Sequence-to-sequence models with soft attention have been successfully applied to a wide variety of problems, but their decoding process incurs a quadratic time and space cost and is inapplicable to real-time sequence transduction. To address these issues, we propose Monotonic Chunkwise Attention (MoChA), which adaptively splits the input sequence into small chunks over which soft attention is computed. We show that models utilizing MoChA can be trained efficiently with standard backpropagation while allowing online and linear-time decoding at test time. When applied to online speech recognition, we obtain state-of-the-art results and match the performance of a model using an offline soft attention mechanism. In document summarization experiments where we do not expect monotonic alignments, we show significantly improved performance compared to a baseline monotonic attention-based model.

Figures (4)

• Figure 1: Schematics of the attention mechanisms discussed in this paper. Each node represents the possibility of the model attending to a given memory entry (horizontal axis) at a given output timestep (vertical axis). (a) In soft attention, the model assigns a probability (represented by the shade of gray of each node) to each memory entry at each output timestep. The context vector is computed as the weighted average of the memory, weighted by these probabilities. (b) At test time, monotonic attention inspects memory entries from left-to-right, choosing whether to move on to the next memory entry (shown as nodes with $\times$) or stop and attend (shown as black nodes). The context vector is hard-assigned to the memory entry that was attended to. At the next output timestep, it starts again from where it left off. (c) MoChA utilizes a hard monotonic attention mechanism to choose the endpoint (shown as nodes with bold borders) of the chunk over which it attends. The chunk boundaries (here, with a window size of $3$) are shown as dotted lines. The model then performs soft attention (with attention weighting shown as the shade of gray) over the chunk, and computes the context vector as the chunk's weighted average.

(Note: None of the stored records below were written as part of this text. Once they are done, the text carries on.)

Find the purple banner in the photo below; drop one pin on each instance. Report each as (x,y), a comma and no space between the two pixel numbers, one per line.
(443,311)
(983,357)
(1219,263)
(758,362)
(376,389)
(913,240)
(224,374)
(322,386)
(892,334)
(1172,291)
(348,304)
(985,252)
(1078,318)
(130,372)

• Figure 2: Attention alignments plots and speech utterance feature sequence for the speech recognition task.
• Figure 3: Speeds of different attention mechanisms on a synthetic benchmark.
• Figure 4: Schematic of the test-time decoding procedure of MAtChA. The semantics of the nodes and horizontal and vertical axes are as in \ref{['fig:softmax_grid', 'fig:monotonic_grid', 'fig:mocha_grid']}. MAtChA performs soft attention over variable-sized chunks set by the locations attended to by a monotonic attention mechanism.